すると突然右手で「戦争反対」のTシャツの襟をつかむとこう言った。
「戦争反対?だから何なんだ?」
「戦争反対」は、表情を少しも変えることなく、スーツと目を合わせた。
それでも言葉を発しなかった。
「なんとか言え!どうせ平和だ愛だと甘っちょろいことほざくんだろうが!」
スーツが語気を強めるが、それでも「戦争反対」は微笑むだけだった。
その二人を見て、学生風の男性が止めに入ろうとした。
スーツと「戦争反対」の間に入ろうと歩みを進めた。
しかし、その男子学生は二人の近くまで来ると、伸ばしかけていた手を引っ込め、バッグからノートと太い油性ペンを取り出すと、見開きいっぱいに何やら書きだした。
「戦争反対」
男子学生も、最初にいた「戦争反対」と同じように、言葉を発することなくただ微笑んでいる。そして、胸の前にノートを見開きに掲げている。
「お前まで何なんだ!あ!」とスーツが気色ばんだ。
すると、そこを横切ろうとした白髪の淑女が3人に近づいてきて、バッグから小さくおしゃれな手帳を出して何か書き、開いて掲げた。
「戦争をなくしましょう」
スーツは言葉を失った。
3人になんて声をかければいいかわからなくなってきた。
そのうえ、すこし気味悪くもなってきたのだ。
捨て台詞もそこそこに退散しようとしたら、退路にOLが立っていて、ビジネス手帳を開いてこちらに向けている。
「No War」
スーツは目線を移す。
社長然とした男性が大判の手帳いっぱいに書かれた「戦争反対」を掲げてこちらに来るのが見えた。

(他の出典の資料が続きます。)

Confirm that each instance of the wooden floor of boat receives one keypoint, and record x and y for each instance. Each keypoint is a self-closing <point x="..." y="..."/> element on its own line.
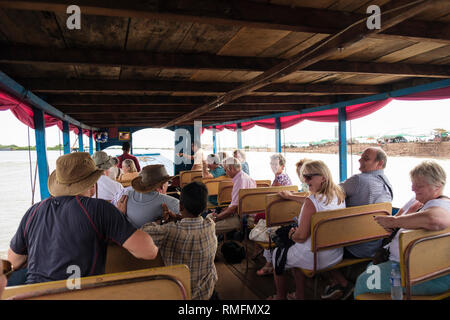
<point x="236" y="284"/>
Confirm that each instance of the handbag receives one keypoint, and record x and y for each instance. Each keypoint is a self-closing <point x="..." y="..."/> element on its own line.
<point x="382" y="254"/>
<point x="283" y="243"/>
<point x="260" y="232"/>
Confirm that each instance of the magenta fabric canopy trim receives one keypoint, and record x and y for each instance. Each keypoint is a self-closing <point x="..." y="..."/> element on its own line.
<point x="353" y="112"/>
<point x="25" y="114"/>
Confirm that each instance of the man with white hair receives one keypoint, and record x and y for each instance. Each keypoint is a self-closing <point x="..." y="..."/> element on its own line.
<point x="107" y="188"/>
<point x="228" y="219"/>
<point x="212" y="167"/>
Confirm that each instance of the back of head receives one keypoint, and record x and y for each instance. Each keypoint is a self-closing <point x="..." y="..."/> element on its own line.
<point x="328" y="188"/>
<point x="126" y="146"/>
<point x="194" y="198"/>
<point x="129" y="164"/>
<point x="212" y="159"/>
<point x="431" y="171"/>
<point x="278" y="157"/>
<point x="299" y="166"/>
<point x="380" y="155"/>
<point x="240" y="155"/>
<point x="232" y="162"/>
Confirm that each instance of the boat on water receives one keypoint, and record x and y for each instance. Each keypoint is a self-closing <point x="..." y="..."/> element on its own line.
<point x="190" y="66"/>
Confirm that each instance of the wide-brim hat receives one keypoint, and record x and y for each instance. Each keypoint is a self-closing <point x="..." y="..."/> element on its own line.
<point x="150" y="178"/>
<point x="75" y="173"/>
<point x="102" y="160"/>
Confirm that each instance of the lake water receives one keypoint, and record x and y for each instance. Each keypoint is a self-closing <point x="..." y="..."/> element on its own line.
<point x="15" y="186"/>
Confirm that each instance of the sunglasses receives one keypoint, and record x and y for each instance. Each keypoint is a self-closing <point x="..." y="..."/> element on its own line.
<point x="309" y="176"/>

子連れの夫婦が、スケッチブックに書かれた「平和をこの子に」を掲げて外の輪を形成していた。
小学生の二人組が、それぞれの連絡帳に「せんそうをなくそう」「せかいへいわ」と書いてあるのを掲げて立っていた。
スーツはその場に座り込んだ。
力が入らなくなった。
そこで初めてプラカードの男が口を開く。
「Peace!」
誰からともなく、戦争を反対する人々はその場を散り散りに去っていく。
後には、スーツの男だけが取り残された。